Research
Understanding epigenetics and cell fate in gliomagenesis
Molecular classifications of GBMs have shown that two major subtypes, termed Proneural (PN) and Mesenchymal (MES). Patients whose tumors exhibit a PN signature exhibit significantly improved overall survival compared to those of the MES subtype. Importantly, most IDH mutant, low grade gliomas also exhibit a PN gene enrichment pattern and better survival rates.
It is noteworthy that a MES transdifferentiation coupled with a loss of PN features either during tumor evolution or during recurrence is a bad prognosis for glioma patients and a PN to MES switch directly contributes to treatment resistance. Therefore suppressing the MES phenotype and restoration of the PN cellular fate could be a unique therapeutic strategy to treat GBM. We have previously identified TAZ as a master transcriptional activator of the MES phenotype. We found that TAZ is epigenetically silenced in IDH-MUT/PN gliomas. Silencing TAZ caused ablation of tumor growth implying that TAZ is an actionable target in gliomas.
Our preliminary investigations demonstrate that in addition to its transactivating functions, TAZ can cause active transcriptional repression of the PN signatures via enhancer reprogramming and silencing TAZ causes gain of PN cell fate. In this project, we will elucidate the molecular mechanisms by which TAZ blocks PN cell fate and examine the tumor suppressive effects of an inhibitor of TAZ and its PN repressor complex in combination with chemo-radiation in pre-clinical models of glioma.
Deciphering the immunosuppressive tumor microenvironment in GBM
With the advent of immunotherapy, the past few years has seen an explosion of studies describing the immune system and its critical role in cancer pathogenesis. However, the immune regulation of brain tumors is not fully established. Although for decades the brain has been considered as immune privileged, owing to an intact blood–brain barrier and the “absence” of lymphatic drainage system, recent discoveries prove the existence of a direct communication between the CNS and the immune system.

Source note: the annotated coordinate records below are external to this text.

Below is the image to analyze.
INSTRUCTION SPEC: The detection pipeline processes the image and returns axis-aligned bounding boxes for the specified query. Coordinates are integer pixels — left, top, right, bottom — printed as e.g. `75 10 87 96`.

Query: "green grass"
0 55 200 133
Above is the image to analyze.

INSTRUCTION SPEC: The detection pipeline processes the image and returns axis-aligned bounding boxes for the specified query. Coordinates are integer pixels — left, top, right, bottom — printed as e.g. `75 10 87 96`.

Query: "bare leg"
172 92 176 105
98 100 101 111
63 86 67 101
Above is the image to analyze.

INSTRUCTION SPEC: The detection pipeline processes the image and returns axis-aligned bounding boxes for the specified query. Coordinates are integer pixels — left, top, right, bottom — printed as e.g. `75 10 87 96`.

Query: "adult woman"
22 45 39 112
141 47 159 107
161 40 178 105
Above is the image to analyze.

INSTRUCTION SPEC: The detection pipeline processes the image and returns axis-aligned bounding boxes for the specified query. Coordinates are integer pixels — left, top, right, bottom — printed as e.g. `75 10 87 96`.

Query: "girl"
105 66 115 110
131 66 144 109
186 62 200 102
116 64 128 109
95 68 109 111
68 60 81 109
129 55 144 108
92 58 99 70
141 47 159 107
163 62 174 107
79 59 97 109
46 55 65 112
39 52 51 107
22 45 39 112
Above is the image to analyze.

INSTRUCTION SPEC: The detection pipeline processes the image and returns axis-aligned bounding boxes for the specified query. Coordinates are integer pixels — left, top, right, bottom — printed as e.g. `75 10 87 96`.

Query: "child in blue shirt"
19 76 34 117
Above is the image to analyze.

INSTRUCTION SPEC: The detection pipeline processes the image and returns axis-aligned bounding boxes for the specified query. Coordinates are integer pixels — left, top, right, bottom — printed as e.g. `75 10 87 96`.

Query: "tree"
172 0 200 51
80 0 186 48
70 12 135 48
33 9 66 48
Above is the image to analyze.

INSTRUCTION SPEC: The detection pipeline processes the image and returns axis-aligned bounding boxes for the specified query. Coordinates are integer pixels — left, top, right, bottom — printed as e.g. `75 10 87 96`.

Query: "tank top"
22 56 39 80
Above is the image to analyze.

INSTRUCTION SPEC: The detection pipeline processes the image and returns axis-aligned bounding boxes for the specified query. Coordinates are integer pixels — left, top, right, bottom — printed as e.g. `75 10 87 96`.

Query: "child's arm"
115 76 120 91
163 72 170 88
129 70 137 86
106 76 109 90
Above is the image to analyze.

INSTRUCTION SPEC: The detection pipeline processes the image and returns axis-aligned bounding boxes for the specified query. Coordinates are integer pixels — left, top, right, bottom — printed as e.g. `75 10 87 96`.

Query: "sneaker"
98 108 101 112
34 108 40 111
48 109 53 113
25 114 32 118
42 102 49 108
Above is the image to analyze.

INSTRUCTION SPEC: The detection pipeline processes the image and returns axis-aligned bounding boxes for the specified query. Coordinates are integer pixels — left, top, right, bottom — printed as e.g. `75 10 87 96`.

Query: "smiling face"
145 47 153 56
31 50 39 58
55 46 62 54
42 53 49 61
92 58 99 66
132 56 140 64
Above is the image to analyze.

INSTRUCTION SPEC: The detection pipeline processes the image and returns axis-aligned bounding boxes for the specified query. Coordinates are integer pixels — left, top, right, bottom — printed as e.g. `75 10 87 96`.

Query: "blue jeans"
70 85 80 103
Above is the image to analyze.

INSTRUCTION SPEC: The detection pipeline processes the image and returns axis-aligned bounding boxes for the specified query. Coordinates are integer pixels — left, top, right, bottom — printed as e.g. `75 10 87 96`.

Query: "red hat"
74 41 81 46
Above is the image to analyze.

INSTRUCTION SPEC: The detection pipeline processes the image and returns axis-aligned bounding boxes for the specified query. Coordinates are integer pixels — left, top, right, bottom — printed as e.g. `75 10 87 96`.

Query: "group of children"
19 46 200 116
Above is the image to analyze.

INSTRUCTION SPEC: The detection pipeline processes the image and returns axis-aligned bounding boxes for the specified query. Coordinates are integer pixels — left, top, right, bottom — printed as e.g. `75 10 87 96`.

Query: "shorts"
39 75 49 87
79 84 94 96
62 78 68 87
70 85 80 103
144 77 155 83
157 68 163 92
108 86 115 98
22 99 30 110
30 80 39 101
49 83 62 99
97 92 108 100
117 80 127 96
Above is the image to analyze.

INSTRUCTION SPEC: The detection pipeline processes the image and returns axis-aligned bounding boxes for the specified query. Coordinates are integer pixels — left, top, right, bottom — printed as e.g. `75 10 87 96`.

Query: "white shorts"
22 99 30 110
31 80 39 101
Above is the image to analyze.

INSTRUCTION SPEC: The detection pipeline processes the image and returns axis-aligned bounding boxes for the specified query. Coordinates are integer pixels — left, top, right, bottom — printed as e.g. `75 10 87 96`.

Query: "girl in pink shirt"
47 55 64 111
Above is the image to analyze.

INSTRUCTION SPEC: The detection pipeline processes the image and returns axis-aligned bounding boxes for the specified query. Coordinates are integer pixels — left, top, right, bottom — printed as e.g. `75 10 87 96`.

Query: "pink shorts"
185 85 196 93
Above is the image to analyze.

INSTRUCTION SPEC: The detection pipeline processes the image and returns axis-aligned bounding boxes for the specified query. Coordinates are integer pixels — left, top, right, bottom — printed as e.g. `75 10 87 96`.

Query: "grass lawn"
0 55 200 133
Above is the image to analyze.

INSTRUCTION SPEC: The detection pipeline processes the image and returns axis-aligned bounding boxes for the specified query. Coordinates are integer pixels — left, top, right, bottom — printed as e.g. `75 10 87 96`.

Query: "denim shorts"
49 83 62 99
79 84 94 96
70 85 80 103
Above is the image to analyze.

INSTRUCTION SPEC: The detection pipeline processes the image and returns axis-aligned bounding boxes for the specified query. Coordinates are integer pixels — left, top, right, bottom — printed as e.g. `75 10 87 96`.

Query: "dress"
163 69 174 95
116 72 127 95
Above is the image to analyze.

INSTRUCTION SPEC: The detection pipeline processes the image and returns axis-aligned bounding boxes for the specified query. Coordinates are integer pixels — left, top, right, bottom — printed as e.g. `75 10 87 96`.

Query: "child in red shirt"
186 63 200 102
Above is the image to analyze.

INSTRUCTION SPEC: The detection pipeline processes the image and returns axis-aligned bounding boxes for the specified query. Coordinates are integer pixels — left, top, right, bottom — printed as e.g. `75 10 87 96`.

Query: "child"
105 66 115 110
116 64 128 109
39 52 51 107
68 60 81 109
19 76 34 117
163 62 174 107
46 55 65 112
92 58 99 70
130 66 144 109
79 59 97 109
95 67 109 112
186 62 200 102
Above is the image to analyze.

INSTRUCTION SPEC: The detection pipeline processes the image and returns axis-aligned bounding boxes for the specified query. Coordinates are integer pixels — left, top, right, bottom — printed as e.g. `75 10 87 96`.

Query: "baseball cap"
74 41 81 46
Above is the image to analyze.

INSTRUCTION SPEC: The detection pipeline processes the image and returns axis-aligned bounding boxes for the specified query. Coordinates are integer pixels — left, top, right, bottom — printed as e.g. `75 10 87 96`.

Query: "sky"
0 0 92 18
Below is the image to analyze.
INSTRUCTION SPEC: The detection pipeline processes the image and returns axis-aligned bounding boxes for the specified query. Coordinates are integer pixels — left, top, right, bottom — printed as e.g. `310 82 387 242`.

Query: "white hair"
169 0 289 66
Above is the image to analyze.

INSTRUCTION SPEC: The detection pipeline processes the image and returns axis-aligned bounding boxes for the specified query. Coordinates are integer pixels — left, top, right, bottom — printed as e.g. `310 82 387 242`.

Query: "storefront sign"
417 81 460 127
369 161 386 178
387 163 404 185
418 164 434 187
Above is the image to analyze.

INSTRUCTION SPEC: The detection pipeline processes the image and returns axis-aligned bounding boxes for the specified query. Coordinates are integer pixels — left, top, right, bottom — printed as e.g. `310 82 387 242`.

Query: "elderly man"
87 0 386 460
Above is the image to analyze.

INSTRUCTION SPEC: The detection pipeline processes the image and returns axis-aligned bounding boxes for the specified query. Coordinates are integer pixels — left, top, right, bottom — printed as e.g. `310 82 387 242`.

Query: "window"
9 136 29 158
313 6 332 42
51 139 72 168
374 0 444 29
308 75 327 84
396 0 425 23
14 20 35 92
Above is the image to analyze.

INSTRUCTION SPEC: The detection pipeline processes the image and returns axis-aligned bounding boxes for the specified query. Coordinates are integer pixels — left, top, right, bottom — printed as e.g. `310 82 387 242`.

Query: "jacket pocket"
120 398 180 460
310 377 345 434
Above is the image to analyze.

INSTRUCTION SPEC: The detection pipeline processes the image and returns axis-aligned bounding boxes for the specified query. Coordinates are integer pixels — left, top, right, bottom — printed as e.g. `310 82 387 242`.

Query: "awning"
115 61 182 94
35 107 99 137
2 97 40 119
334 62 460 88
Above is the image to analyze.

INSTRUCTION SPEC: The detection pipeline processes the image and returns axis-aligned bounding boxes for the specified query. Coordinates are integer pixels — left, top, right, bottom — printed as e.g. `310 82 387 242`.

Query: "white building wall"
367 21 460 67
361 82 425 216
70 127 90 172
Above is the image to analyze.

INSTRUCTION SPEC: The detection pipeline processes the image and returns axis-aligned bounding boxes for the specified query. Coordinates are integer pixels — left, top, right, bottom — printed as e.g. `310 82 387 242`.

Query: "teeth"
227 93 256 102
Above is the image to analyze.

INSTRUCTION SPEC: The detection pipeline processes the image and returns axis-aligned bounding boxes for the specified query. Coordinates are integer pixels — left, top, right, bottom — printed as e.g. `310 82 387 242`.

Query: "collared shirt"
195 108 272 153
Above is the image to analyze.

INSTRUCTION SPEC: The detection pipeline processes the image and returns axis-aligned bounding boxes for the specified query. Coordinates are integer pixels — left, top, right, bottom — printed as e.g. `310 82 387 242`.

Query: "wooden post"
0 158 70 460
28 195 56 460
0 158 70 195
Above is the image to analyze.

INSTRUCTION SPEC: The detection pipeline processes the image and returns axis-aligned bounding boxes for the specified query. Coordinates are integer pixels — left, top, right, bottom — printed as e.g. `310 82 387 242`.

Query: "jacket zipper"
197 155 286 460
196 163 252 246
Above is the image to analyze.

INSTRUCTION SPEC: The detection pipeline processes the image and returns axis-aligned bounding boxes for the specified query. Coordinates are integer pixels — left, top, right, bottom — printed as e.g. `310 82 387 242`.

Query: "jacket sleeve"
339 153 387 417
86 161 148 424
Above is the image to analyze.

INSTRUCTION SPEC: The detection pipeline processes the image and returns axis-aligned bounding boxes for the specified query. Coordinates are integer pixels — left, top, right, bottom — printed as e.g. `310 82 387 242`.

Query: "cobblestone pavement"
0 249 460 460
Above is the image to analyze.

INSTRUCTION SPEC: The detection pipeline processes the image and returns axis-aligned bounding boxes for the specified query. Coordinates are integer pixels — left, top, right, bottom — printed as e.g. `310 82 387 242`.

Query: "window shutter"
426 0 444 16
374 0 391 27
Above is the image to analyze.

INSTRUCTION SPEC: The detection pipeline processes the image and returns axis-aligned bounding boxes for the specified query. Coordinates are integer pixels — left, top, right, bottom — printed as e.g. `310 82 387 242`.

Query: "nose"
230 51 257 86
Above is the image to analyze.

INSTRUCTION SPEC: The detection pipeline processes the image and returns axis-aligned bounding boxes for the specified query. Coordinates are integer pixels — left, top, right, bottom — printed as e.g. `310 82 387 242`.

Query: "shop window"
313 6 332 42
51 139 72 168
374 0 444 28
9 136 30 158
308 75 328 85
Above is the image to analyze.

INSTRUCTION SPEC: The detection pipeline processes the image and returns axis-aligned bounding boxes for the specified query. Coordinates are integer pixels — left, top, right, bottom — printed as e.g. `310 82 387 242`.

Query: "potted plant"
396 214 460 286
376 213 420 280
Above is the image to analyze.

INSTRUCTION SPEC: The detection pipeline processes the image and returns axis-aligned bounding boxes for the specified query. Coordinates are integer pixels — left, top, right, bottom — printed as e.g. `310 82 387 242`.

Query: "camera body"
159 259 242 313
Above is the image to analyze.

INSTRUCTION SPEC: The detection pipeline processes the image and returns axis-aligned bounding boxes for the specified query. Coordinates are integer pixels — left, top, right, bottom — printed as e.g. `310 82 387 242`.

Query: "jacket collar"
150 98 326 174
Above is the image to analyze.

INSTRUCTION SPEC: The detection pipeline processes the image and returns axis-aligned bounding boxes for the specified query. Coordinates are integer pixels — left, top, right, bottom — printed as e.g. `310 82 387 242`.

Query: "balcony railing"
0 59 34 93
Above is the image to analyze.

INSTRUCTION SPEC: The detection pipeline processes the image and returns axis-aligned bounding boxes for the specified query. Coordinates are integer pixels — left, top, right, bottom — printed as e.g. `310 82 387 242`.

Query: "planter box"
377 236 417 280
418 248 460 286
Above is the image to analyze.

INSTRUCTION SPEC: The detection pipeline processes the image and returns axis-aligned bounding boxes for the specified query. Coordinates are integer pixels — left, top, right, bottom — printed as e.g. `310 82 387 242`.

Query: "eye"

A variety of immune cell types including brain resident microglia, macrophages, T lymphocytes, natural killer cells and dendritic cells are found in the brain and play a role in immune surveillance. The activation of the immune system or its suppression in the GBM microenvironment depends on cell type/function and on the presence/absence of immune signals in the local environment.
The overall goals of this project is to characterize the immune landscape of GBMs using state of the art technologies and use this knowledge to elucidate how glioma cells promote alteration of tumor associated macrophages to an immune suppressive state.
Liquid biopsy approaches to GBM
A major challenge in the treatment of patients with GBM is the inability to provide longitudinal monitoring of the disease during therapy and during recurrence. Current methods of diagnoses include magnetic resonance imaging (MRI), as well as transcriptomic, genetic, and epigenomic profiling of nucleic acid extracted from biopsy of operable tissue, which only provide a static snapshot of the tumor. Furthermore, what appears to be initial success on post-operative MRI, as evidenced by >95% tumor resection, is soon followed by a challenge for radiologists in differentiating pseudo-progression caused by inflammation and edema (as a post-radiation side effect) from actual disease progression.
Adding to the complexity is the fact that both entities have similar contrast enhancement in MRI scans and both sets of patients present with similar clinical symptoms. Blood-based biomarkers for monitoring tumor progression such as circulating tumor cells and cell free DNA are attractive, but have yet to provide meaningful results in GBM (compared to other cancers) and have yet to become clinical diagnostics. Tumor educated platelets (TEPs) has recently been reported and shown to contain tumor-specific gene expression signatures that are associated with outcome for several tumor types, but the clinical value and the mechanisms of enrichment of TEPs are unknown. In this project, we will test the hypothesis that tumor-derived extracellular vesicles contain RNA cargo that is transferred to platelets and that these TEP RNA signatures derived from peripheral blood platelets can be utilized as biomarkers for longitudinal monitoring of disease progression.